Elle avait une forte envie de lui donner un coup de poing dans la figure, cette figure figée dans une niaiserie qui la rendait méconnaissable. Elle sentait déjà sa main se crisper sur son parapluie. Elle n’avait jamais tant méprisé, tant haï quelqu’un.

« Mais Irène… Irène », balbutiait-il, de plus en plus bouleversé. « Que t’ai-je donc fait ?… Tout d’un coup tu ne viens plus… Je t’attends jour et nuit… Aujourd’hui je suis resté toute la journée devant chez toi à attendre de pouvoir te parler une minute.

– Tu attends… tiens… toi aussi. » La colère la rendait folle, elle le sentait. Ah, le frapper à la figure, comme cela ferait du bien ! Mais elle se retint, le regarda encore une fois avec un violent dégoût, semblant se demander si elle n’allait pas l’insulter, lui cracher au visage toute sa rage accumulée ; brusquement, elle tourna les talons et s’enfonça dans la foule sans plus le regarder. Il resta planté là, avec la main qui implorait encore, désemparé et frissonnant, puis il fut pris dans le mouvement de la rue qui l’entraîna comme le courant une feuille tombée, qui vacille, résiste et tourbillonne, mais finit par se laisser emporter à la dérive.

 

[Que cet homme ait pu être un jour son amant lui sembla soudain parfaitement irréel et absurde. Elle ne se souvenait de rien, ni de là couleur de ses yeux, ni de la forme de son visage. Son corps avait complètement oublié ses caresses, et, des paroles qu’il avait prononcées, seul résonnait encore en elle ce « Mais, Irène ! », cette plainte de mauviette servile bredouillant son désespoir. Bien qu’il fût la cause de son malheur, elle n’avait pas pensé à lui une seule fois tous ces derniers jours, pas même dans ses rêves. Il n’était rien dans sa vie, pas une tentation, et à peine un souvenir. Elle n’arrivait plus à concevoir comment il avait pu poser ses lèvres sur sa bouche, et elle se sentait la force de jurer qu’elle ne lui avait jamais appartenu. Qu’est-ce qui l’avait poussée dans ses bras ? Quelle épouvantable folie l’avait précipitée dans une aventure que son propre cœur ne comprenait plus, et ses sens à peine ? Elle n’en savait plus rien : tout ce qui s’était passé lui semblait étranger, et elle se voyait elle-même comme une étrangère.

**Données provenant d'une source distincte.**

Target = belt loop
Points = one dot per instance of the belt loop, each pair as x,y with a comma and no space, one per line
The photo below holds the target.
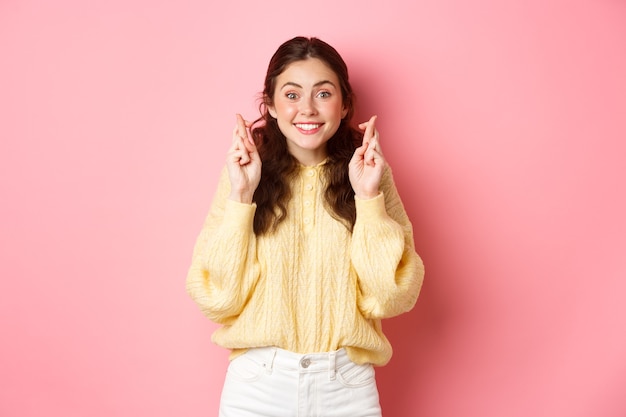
269,366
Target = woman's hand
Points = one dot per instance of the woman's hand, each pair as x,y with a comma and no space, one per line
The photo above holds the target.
243,163
367,163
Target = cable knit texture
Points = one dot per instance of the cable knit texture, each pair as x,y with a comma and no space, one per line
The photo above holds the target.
310,286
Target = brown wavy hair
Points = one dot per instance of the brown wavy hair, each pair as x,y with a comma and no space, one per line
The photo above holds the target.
279,167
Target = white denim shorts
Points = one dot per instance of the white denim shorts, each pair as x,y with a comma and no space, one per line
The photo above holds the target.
272,382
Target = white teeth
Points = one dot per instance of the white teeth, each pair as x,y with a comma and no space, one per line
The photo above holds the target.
307,126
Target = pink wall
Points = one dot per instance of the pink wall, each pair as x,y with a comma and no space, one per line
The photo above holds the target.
505,122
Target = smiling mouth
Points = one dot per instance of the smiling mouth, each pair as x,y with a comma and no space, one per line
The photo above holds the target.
308,126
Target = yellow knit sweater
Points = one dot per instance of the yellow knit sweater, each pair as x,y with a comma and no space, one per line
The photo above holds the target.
310,286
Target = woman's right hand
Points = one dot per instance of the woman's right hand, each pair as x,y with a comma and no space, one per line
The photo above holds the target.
243,163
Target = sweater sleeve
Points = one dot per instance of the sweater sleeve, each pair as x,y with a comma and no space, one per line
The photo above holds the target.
390,273
224,267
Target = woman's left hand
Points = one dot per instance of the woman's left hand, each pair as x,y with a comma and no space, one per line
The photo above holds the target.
367,163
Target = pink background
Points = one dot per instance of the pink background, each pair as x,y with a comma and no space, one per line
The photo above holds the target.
505,122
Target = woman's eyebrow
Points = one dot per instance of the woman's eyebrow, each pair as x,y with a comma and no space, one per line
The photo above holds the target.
317,84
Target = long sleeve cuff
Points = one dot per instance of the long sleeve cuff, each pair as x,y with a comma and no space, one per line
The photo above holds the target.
238,215
371,209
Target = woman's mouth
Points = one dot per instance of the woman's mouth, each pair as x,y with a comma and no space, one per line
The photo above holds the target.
308,128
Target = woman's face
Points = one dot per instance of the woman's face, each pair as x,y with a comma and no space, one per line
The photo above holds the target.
308,107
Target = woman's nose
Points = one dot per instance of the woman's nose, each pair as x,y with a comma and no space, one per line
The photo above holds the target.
307,106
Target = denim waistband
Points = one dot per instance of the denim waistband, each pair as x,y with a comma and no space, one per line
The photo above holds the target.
273,357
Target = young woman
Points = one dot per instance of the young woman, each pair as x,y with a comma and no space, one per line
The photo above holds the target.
305,249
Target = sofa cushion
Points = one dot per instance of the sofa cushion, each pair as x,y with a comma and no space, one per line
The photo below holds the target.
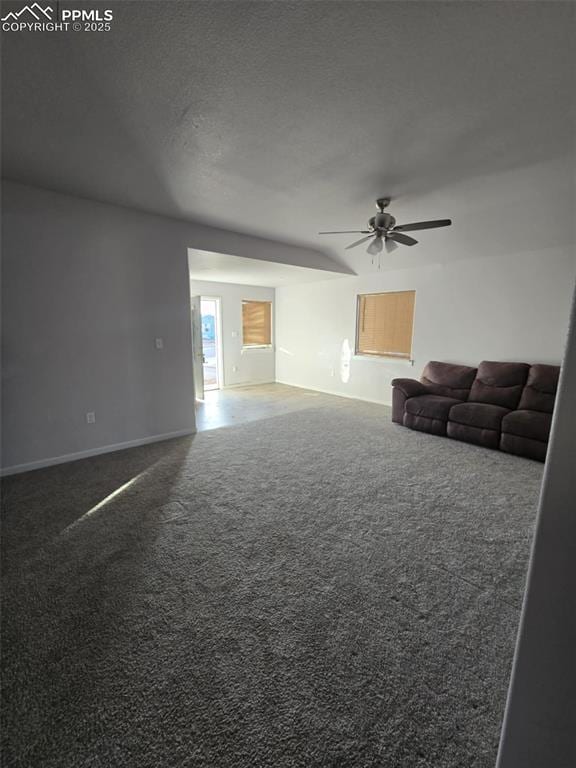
540,390
499,384
448,380
410,387
431,406
532,424
481,415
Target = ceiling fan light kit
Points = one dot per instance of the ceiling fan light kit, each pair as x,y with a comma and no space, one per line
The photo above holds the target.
384,232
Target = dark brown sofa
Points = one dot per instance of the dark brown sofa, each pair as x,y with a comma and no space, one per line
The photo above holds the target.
498,405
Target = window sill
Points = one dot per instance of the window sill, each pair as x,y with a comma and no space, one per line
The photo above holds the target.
250,347
385,358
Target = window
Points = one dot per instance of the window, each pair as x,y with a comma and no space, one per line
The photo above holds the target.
256,323
384,324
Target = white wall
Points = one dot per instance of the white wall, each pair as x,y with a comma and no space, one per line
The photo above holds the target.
540,721
87,288
498,288
515,308
252,366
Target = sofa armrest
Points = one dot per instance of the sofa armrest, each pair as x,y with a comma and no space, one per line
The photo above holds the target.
410,387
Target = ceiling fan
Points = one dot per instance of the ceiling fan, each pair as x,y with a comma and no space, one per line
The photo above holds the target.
384,232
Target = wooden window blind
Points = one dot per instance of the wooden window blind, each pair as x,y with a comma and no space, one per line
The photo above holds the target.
385,322
256,323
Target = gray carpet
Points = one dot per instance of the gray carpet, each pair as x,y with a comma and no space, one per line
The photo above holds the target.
323,588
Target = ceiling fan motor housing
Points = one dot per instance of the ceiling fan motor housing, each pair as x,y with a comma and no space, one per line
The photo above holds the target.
382,221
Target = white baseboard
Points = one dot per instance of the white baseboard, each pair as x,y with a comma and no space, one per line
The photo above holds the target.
336,394
18,468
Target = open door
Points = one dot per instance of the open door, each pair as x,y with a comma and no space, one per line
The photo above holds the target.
197,353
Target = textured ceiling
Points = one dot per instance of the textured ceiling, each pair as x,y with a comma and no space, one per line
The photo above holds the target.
223,268
283,118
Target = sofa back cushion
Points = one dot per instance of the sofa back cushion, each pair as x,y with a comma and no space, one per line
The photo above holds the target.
540,390
448,380
499,383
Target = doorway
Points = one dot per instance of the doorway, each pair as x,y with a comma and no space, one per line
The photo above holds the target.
211,342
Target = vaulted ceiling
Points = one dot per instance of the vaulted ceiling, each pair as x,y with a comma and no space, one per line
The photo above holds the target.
283,118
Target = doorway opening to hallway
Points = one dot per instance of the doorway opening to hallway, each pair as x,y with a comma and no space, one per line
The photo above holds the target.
211,343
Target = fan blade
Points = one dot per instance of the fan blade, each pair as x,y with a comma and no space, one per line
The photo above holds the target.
375,246
390,245
423,225
359,242
400,238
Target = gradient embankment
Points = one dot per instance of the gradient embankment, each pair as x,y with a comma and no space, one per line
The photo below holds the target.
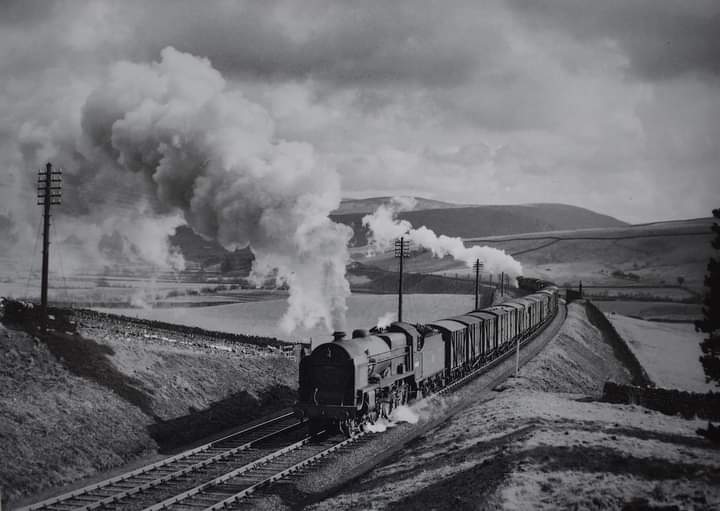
545,442
72,407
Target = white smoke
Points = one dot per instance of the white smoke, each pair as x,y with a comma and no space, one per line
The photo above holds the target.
207,154
398,415
385,228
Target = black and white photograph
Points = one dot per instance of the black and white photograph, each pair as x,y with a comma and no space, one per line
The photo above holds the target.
359,255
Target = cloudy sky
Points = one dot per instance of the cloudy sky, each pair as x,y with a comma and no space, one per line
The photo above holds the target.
612,105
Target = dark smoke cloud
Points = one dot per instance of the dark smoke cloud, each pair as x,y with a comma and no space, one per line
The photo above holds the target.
206,151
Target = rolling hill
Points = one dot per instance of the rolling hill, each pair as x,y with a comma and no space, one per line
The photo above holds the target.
476,221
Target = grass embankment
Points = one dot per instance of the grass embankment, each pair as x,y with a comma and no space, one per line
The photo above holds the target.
72,406
545,443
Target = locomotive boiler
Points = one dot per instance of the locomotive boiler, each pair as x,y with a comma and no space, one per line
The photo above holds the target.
355,380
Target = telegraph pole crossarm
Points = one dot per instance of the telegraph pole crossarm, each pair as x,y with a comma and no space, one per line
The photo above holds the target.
402,249
49,194
478,266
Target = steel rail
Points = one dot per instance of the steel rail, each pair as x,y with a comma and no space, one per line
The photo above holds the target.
74,494
234,473
268,480
529,336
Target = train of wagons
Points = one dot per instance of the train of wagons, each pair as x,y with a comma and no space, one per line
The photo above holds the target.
353,381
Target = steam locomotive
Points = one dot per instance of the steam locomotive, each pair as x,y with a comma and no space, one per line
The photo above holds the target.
353,381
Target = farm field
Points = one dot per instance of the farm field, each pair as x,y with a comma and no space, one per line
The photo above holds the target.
668,352
658,254
650,310
263,318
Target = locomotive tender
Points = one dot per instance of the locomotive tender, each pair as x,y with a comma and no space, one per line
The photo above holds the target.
353,381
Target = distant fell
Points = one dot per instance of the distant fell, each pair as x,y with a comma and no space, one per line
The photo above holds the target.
349,206
442,217
478,221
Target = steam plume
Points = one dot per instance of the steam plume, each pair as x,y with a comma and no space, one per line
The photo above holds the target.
385,228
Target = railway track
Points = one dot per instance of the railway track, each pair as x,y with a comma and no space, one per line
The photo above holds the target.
225,472
153,483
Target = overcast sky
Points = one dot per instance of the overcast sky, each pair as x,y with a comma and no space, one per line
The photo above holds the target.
612,105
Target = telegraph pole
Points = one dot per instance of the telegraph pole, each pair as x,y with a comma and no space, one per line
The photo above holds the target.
402,248
478,266
49,194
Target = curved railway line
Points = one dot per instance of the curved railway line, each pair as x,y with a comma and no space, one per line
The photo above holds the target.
222,473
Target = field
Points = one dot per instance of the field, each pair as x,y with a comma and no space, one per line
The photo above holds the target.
542,441
652,310
668,352
262,318
660,260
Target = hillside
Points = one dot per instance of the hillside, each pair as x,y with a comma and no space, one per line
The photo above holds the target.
370,204
665,259
474,221
443,217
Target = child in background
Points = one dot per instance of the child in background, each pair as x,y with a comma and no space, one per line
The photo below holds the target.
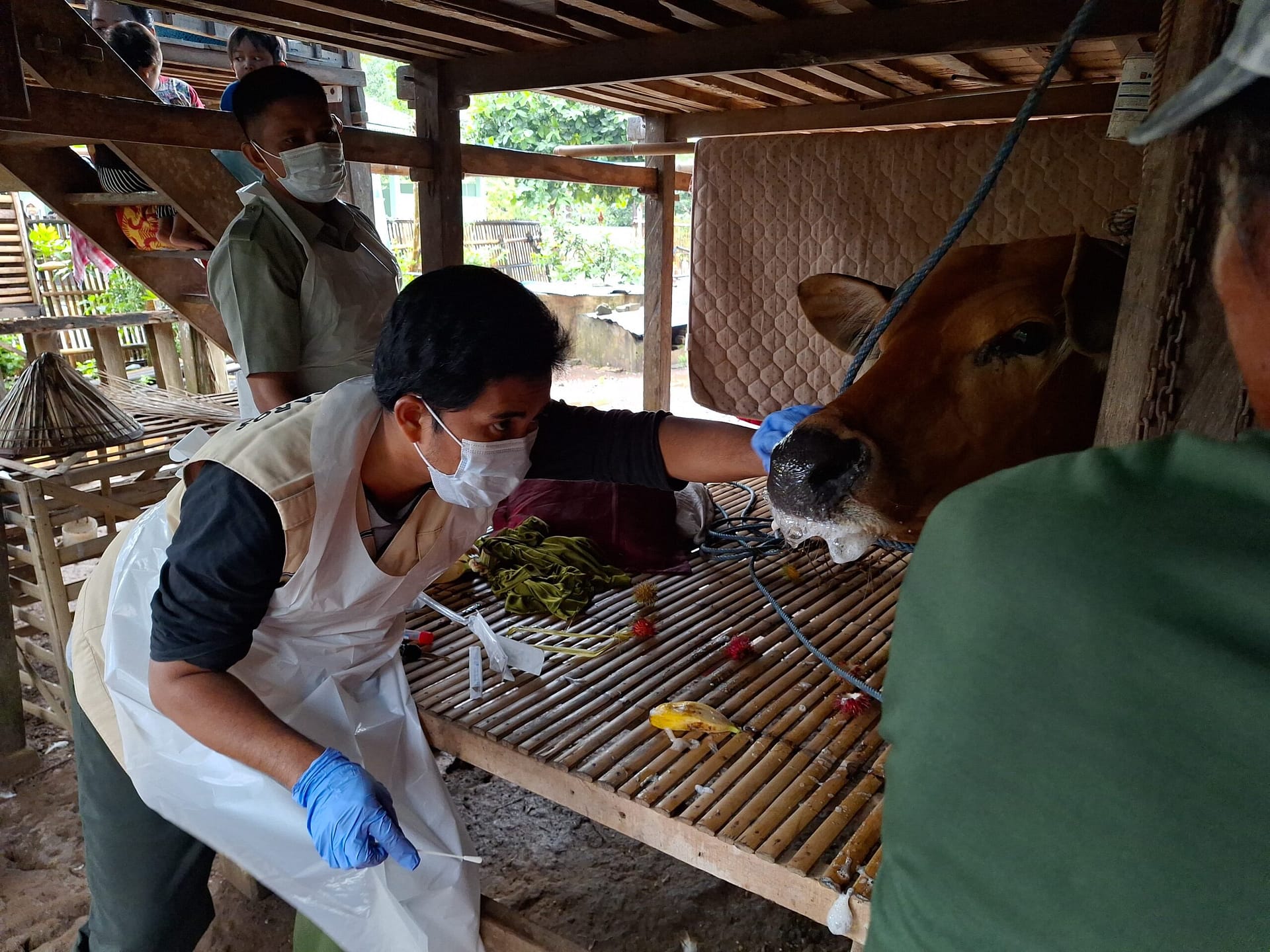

Mais tout le reste n’avait-il pas changé aussi pendant ces six jours, pendant cette semaine d’épouvante ? Tel un acide, la peur qui la rongeait avait décomposé sa vie en ses différents éléments. Tout à coup les choses avaient un autre poids, les valeurs n’étaient plus les mêmes et les rapports s’embrouillaient.